Bei unserem ersten Treffen besprachen wir das grobe Konzept der Scheibe und waren uns sofort einig: ‚4801 South Indiana Avenue‘ soll eine Verneigung vor dem traditionellen Blues sein, gleichzeitig aber auch moderne Ansätze beinhalten. Ich sagte zu Joe: „Tolle Idee, aber vermutlich wird das kein einfaches Unterfangen.“

Hat Bonamassa dir konkret mitgeteilt, was er sich von dir auf diesem Album wünscht, beziehungsweise was er sich von der Zusammenarbeit generell erhofft?

Joe sagte zu mir, dass er unbedingt meine Kraft, speziell auch die meines Gesangs, wie ich sie immer schon mal in einzelnen meiner Songs gezeigt habe, auf ein komplettes Album übertragen möchte. Er sagte: „Ich möchte, dass dein Gesang genauso stark ist wie dein Gitarrenspiel.“ Er war sich seiner Sache absolut sicher und meinte: „Vertrau mir! Ich habe ein klares Bild vor Augen, wie das Ergebnis klingen soll.“

Ich war natürlich total begeistert und antwortete: „Joe, keine Sorge, ich vertraue dir ganz und gar.
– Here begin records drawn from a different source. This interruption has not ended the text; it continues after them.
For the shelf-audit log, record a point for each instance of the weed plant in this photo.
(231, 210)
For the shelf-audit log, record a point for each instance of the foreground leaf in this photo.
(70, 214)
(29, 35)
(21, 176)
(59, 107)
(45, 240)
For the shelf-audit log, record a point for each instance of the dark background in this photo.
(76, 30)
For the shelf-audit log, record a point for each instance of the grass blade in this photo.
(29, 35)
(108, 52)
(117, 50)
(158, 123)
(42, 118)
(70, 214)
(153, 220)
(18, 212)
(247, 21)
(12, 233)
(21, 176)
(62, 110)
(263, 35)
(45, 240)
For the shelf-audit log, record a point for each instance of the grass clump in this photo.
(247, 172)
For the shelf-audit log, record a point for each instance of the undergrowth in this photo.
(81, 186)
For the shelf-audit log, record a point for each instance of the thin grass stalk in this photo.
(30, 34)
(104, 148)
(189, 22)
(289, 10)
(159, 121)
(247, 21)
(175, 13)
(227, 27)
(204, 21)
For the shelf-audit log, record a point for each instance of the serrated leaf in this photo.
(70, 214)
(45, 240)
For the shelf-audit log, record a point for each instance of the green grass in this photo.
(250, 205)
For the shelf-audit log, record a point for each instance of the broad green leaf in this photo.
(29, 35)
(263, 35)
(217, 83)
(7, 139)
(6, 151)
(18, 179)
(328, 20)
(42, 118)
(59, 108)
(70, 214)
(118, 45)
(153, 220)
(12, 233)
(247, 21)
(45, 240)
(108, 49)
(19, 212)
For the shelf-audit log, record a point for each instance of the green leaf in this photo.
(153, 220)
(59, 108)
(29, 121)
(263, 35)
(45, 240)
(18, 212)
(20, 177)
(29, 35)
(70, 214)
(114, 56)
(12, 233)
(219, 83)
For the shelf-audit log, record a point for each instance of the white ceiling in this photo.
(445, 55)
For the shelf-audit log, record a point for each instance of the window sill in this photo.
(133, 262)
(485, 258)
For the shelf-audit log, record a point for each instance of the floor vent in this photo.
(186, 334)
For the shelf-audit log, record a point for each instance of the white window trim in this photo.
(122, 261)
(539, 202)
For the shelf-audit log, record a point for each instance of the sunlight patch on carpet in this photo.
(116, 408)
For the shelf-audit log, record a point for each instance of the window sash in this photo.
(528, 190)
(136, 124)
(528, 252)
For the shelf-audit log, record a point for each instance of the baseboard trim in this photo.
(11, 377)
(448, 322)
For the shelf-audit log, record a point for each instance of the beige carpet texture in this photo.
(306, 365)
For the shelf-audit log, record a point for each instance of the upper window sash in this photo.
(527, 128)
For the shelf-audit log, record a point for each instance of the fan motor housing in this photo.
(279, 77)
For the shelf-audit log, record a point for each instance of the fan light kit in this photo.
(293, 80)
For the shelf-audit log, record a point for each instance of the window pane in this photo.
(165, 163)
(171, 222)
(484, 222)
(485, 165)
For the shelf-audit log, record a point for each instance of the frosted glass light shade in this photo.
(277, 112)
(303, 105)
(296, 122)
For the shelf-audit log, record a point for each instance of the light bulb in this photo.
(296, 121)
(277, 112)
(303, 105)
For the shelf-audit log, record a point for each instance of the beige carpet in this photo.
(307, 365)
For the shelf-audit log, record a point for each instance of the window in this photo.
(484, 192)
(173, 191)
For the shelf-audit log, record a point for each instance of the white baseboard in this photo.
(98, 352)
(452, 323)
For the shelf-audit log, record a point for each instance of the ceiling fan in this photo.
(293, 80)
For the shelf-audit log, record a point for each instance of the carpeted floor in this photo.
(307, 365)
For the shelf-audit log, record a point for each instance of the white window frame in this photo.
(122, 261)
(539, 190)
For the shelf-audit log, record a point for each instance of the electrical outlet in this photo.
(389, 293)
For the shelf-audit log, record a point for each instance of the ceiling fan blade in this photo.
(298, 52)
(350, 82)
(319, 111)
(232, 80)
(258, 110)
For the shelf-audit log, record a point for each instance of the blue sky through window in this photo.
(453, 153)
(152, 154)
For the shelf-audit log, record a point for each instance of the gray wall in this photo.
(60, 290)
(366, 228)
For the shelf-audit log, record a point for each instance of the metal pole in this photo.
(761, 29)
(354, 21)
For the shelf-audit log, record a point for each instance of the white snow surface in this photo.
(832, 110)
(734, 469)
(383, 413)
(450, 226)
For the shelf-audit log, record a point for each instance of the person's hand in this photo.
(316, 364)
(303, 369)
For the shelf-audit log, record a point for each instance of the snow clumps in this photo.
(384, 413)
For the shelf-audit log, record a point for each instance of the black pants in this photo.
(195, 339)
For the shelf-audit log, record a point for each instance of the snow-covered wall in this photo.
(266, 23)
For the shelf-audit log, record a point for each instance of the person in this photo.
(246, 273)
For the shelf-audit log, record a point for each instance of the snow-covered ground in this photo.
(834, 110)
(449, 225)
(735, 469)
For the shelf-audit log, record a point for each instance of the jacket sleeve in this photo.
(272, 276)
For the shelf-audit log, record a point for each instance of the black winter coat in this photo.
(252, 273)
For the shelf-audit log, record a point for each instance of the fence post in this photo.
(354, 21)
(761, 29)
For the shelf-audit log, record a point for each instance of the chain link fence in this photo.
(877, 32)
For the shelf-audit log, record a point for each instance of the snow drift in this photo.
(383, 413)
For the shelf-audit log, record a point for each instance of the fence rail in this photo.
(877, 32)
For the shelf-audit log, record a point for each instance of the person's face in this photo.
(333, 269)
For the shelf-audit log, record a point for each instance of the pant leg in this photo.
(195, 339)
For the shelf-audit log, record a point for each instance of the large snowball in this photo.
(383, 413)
Ich kenne deine Alben, ich verfolge schon seit vielen Jahren deine bewundernswerte Arbeitsmoral, und ich weiß, dass immer großartige Ergebnisse dabei herauskommen. Ich bin mir sicher, dass ich mich komplett auf deine Vision verlassen kann.“ So haben wir angefangen, und jetzt haben wir tatsächlich ein erstklassiges Album am Start, wie ich finde.

Von wem wurden die Songs ausgewählt?

Joe hatte ein paar konkrete Ideen, ihm ging es vor allem um einige legendäre Blues-Künstler. Gemeinsam hörten wir uns eine Reihe unterschiedlicher Songs an und entschieden dann, welche davon wir nehmen sollten. Das wichtigste Kriterium bei der Auswahl der Nummer lautete: Jeder Song soll sich von dem vorherigen grundlegend unterscheiden, er sollte einen unnachahmlichen Stil und eine eigene Botschaft haben.

Immer dann, wenn wir uns für eine Nummer entschieden hatten, wurde sofort an neuen Arrangements gearbeitet, mitunter eine andere Tonart gewählt, damit sie besser zu meiner Stimme passt. Die Grooves wurden verändert, jeder Part genau analysiert, und so weiter. Und natürlich durften auch Stücke von Luther Allison oder Albert King nicht fehlen. Unsere neuen Versionen sind als Verneigung vor ihnen gedacht.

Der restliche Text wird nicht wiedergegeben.